Aqueous HCl reacts with \( MnO_2(s) \) to form \( MnCl_2(aq) \), \( Cl_2(g) \) and \( H_2O(l) \). What is the weight (in g) of \( Cl_2 \) liberated when 8.7 g of \( MnO_2(s) \) is reacted with excess aqueous HCl solution ?
(Given Molar mass in g mol\(^{-1}\) : Mn = 55, Cl = 35.5, O = 16, H = 1)

• A. 21.3
• B. 71
• C. 14.2
• D. 7.1

Hint:

In many inorganic reactions, a 1:1 molar ratio exists between the oxidizing agent (like \( MnO_2 \)) and the simple diatomic product (like \( Cl_2 \)).

Answer 1

The Correct Option is D

Step 1: Understanding the Concept:
The reaction between manganese dioxide and hydrochloric acid is a redox reaction.

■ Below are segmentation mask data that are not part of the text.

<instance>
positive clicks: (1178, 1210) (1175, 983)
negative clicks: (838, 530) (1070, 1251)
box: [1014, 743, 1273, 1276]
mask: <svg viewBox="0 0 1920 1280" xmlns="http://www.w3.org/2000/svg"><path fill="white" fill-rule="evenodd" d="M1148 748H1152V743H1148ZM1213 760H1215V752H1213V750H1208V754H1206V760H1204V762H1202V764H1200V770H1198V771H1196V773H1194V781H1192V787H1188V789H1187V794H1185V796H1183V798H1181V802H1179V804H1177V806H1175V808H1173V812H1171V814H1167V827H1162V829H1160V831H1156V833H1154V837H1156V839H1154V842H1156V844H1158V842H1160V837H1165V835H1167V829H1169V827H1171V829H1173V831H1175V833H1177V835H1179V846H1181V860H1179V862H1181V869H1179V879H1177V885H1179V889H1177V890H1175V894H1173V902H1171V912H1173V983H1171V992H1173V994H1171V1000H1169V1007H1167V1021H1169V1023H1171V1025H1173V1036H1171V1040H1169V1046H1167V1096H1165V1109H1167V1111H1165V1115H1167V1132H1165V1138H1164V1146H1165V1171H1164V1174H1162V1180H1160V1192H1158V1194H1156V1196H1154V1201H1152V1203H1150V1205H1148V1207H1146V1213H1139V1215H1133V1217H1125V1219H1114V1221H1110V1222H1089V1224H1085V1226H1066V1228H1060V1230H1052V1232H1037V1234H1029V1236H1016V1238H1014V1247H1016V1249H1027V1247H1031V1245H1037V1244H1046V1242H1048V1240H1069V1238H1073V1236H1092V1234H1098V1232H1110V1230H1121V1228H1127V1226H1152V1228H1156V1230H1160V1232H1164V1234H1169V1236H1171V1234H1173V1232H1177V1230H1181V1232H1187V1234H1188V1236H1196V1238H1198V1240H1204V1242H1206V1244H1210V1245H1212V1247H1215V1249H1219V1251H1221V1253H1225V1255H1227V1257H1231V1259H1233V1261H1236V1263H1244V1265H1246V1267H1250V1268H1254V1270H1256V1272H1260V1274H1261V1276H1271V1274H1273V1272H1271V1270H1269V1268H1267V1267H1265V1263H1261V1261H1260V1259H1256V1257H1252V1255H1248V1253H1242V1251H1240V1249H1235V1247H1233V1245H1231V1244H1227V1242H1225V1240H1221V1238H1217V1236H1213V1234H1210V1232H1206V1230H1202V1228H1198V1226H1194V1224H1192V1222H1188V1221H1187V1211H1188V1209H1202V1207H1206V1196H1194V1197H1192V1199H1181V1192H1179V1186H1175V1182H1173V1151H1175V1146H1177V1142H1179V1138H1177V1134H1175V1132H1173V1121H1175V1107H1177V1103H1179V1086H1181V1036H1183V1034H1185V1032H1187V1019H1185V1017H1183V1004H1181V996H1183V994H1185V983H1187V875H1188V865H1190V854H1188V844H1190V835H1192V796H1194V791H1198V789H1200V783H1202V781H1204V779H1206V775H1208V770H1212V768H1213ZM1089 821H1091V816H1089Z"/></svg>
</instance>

We use the balanced equation to determine the molar ratio between the reactant and the product.

Step 2: Key Formula or Approach:
Balanced Equation: \( MnO_2 + 4HCl \rightarrow MnCl_2 + Cl_2 + 2H_2O \)
Moles \( = \frac{\text{Mass}}{\text{Molar Mass}} \)

Step 3: Detailed Explanation:
Molar mass of \( MnO_2 = 55 + 2 \times 16 = 87 \text{ g/mol} \).
Molar mass of \( Cl_2 = 2 \times 35.5 = 71 \text{ g/mol} \).
Number of moles of \( MnO_2 = \frac{8.7 \text{ g}}{87 \text{ g/mol}} = 0.1 \text{ mol} \).
From the balanced equation, 1 mole of \( MnO_2 \) yields 1 mole of \( Cl_2 \).
So, 0.1 mole of \( MnO_2 \) yields 0.1 mole of \( Cl_2 \).
Weight of \( Cl_2 = \text{moles} \times \text{molar mass} = 0.1 \text{ mol} \times 71 \text{ g/mol} = 7.1 \text{ g} \).

Step 4: Final Answer:
The weight of chlorine liberated is 7.1 g.